Free Novel Read

I See You Page 14


  “Quick?” said Edna, softly and receptively. Her fingers, lifting the tiny strands of hair, gave feathery sensations to Dorothy’s scalp.

  “Well …” Dorothy lifted both hands under the bib she wore. “What I mean is, we settle too quickly for something like that. ‘I got to be brave.’ Or these. ‘I got to be patient.’ ‘I got to stick up for my rights.’ But those two are almost opposites. You see? Both good. But only part good.”

  “Hm,” said Edna in quick response.

  “You know,” said Dorothy, “once or twice in my life I’ve had a … well, a funny feeling. As if, for one second, I got out of the crust of myself, as if I saw everything differently, just for one second.”

  Edna said, “When you get this feeling … whatever it is … you’re not proud of yourself? It’s not like feeling happy, either?”

  “No,” said Dorothy, her eyes widening. Eyes met, by way of the glass.

  “Did you want the back curled high?” asked Edna. “Or rolled on the neck, kinda?”

  “I guess, on the neck,” said Dorothy. “My husband likes it that way.”

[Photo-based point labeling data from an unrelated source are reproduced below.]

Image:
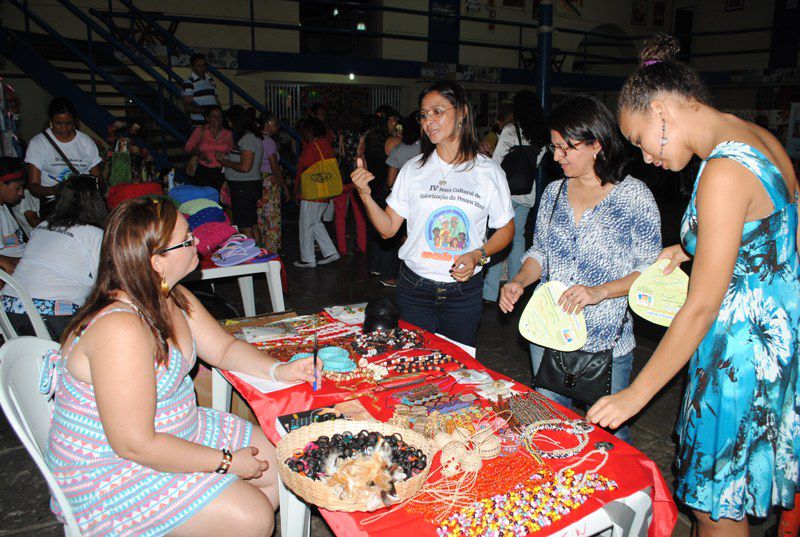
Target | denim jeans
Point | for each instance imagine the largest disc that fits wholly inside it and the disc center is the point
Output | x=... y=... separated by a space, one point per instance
x=451 y=309
x=621 y=367
x=491 y=282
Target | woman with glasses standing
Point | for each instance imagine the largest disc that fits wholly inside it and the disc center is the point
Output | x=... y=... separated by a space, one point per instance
x=47 y=167
x=595 y=232
x=448 y=194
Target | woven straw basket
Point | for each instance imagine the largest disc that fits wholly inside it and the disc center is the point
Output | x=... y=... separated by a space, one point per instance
x=320 y=494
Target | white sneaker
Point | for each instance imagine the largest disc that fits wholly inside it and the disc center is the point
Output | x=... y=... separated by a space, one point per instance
x=329 y=259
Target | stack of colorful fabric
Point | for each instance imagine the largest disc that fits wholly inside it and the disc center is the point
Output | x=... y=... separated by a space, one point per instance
x=207 y=220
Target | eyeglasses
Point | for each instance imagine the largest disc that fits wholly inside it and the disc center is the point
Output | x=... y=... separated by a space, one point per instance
x=185 y=244
x=435 y=114
x=564 y=148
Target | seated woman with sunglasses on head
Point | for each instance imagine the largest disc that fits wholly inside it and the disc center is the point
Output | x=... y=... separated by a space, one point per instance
x=121 y=384
x=59 y=264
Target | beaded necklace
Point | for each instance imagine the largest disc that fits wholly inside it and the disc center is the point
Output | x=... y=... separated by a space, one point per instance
x=381 y=341
x=533 y=407
x=534 y=446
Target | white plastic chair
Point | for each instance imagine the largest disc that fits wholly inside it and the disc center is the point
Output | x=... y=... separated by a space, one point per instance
x=28 y=411
x=39 y=327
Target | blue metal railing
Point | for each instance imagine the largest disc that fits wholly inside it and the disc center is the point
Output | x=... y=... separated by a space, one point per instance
x=96 y=68
x=233 y=88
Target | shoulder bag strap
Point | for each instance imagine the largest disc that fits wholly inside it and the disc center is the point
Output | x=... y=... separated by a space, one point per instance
x=71 y=166
x=549 y=222
x=519 y=136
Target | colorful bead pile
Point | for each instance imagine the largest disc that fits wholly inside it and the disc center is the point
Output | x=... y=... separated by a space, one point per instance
x=497 y=476
x=310 y=461
x=525 y=509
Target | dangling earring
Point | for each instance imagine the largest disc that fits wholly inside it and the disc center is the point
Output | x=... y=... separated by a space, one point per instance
x=164 y=287
x=663 y=141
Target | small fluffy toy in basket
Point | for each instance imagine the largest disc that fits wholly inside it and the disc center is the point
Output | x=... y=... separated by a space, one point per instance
x=351 y=482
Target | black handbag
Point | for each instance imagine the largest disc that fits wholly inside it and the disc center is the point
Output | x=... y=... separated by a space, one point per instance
x=520 y=166
x=580 y=375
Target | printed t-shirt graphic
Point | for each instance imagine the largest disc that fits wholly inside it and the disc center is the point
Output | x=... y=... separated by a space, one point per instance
x=447 y=209
x=446 y=231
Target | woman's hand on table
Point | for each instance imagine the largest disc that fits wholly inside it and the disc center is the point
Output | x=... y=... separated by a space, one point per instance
x=245 y=465
x=298 y=371
x=577 y=297
x=676 y=255
x=464 y=266
x=614 y=410
x=361 y=177
x=509 y=295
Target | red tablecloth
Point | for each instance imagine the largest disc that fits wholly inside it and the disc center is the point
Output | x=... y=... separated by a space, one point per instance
x=631 y=469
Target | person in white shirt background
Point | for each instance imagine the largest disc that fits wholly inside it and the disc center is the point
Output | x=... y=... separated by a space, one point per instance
x=12 y=187
x=46 y=168
x=529 y=122
x=59 y=265
x=448 y=194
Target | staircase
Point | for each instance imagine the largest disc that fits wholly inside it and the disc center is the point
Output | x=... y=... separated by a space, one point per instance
x=96 y=75
x=103 y=88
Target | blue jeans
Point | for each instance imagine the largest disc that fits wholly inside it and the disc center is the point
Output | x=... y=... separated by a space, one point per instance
x=451 y=309
x=621 y=368
x=491 y=281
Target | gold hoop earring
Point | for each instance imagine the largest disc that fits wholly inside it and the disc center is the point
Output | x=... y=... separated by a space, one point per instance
x=164 y=287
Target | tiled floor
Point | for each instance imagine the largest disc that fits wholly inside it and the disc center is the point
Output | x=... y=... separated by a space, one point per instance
x=24 y=497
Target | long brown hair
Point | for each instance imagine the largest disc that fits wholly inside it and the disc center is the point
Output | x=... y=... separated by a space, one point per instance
x=135 y=231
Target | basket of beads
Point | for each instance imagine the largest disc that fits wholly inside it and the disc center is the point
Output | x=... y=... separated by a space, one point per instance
x=344 y=465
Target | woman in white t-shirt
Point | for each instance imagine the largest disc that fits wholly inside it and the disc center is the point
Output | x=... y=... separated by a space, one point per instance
x=59 y=266
x=448 y=194
x=46 y=167
x=529 y=128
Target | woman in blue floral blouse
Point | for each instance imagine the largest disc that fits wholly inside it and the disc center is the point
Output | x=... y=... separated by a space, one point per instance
x=596 y=230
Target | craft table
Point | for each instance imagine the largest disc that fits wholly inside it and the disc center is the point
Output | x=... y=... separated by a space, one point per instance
x=641 y=505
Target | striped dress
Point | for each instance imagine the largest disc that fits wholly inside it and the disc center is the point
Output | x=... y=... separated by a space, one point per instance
x=114 y=496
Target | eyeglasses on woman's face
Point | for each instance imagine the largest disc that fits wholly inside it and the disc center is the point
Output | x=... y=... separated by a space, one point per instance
x=434 y=113
x=557 y=149
x=185 y=244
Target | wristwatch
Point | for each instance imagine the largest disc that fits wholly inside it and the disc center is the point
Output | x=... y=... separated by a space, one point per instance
x=484 y=258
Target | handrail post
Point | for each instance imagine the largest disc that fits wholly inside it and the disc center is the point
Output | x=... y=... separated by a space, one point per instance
x=92 y=80
x=252 y=26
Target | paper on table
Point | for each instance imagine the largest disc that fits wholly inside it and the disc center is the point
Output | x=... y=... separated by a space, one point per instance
x=658 y=297
x=545 y=323
x=263 y=385
x=350 y=314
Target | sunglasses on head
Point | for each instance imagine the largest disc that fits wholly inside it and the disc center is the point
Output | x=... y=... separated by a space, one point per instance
x=185 y=244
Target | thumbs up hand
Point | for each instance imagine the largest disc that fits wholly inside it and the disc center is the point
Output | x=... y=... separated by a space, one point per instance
x=361 y=177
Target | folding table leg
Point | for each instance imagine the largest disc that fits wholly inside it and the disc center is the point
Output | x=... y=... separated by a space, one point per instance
x=295 y=514
x=275 y=285
x=248 y=299
x=220 y=392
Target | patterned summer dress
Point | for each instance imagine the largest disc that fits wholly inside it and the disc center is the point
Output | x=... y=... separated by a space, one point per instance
x=740 y=424
x=114 y=496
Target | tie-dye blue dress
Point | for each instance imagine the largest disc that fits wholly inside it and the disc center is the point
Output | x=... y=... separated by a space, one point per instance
x=739 y=428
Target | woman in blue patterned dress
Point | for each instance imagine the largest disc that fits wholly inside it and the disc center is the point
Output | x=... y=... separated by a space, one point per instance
x=740 y=420
x=595 y=232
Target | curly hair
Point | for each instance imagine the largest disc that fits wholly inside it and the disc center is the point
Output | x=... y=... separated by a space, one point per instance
x=583 y=118
x=659 y=71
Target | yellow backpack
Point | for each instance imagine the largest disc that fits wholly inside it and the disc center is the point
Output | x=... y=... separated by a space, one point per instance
x=322 y=180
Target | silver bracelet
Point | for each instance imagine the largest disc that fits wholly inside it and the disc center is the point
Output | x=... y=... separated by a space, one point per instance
x=272 y=369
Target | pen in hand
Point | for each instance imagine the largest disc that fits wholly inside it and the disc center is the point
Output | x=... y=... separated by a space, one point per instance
x=315 y=362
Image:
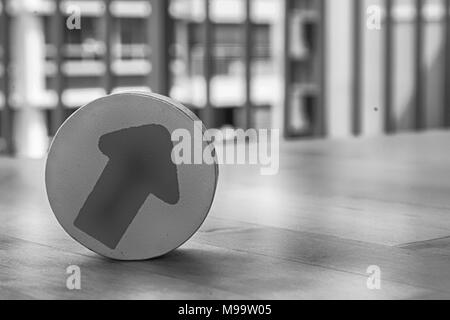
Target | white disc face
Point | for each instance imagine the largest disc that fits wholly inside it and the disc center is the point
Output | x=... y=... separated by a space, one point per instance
x=112 y=184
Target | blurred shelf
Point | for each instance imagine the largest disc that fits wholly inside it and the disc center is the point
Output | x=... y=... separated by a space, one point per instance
x=91 y=8
x=304 y=114
x=224 y=11
x=227 y=91
x=131 y=9
x=92 y=68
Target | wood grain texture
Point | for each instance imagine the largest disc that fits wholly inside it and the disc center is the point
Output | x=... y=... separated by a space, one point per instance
x=335 y=208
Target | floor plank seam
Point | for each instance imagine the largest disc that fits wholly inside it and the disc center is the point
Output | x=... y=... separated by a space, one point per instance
x=407 y=245
x=363 y=275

  “You know what my husband says? He says he likes my hair gray!”

  They laughed.

  Dorothy looked at the woman in the mirror, not the one named Edna, but the other one. “Take ‘love,’” she said murmuringly. “The word ‘love’ is all over the psychology books these days. But what it means? Everybody figures that out just for himself. And it has a hundred meanings. A million meanings. Everybody settles for part of them.”

  Edna said, and her unhandsome face looked blind, “Does anybody know, I wonder, the whole meaning?”

  Dorothy ducked her head suddenly. She said contritely, “Oh, I’m sorry. Did I jerk? I guess I don’t know what I’m talking about.”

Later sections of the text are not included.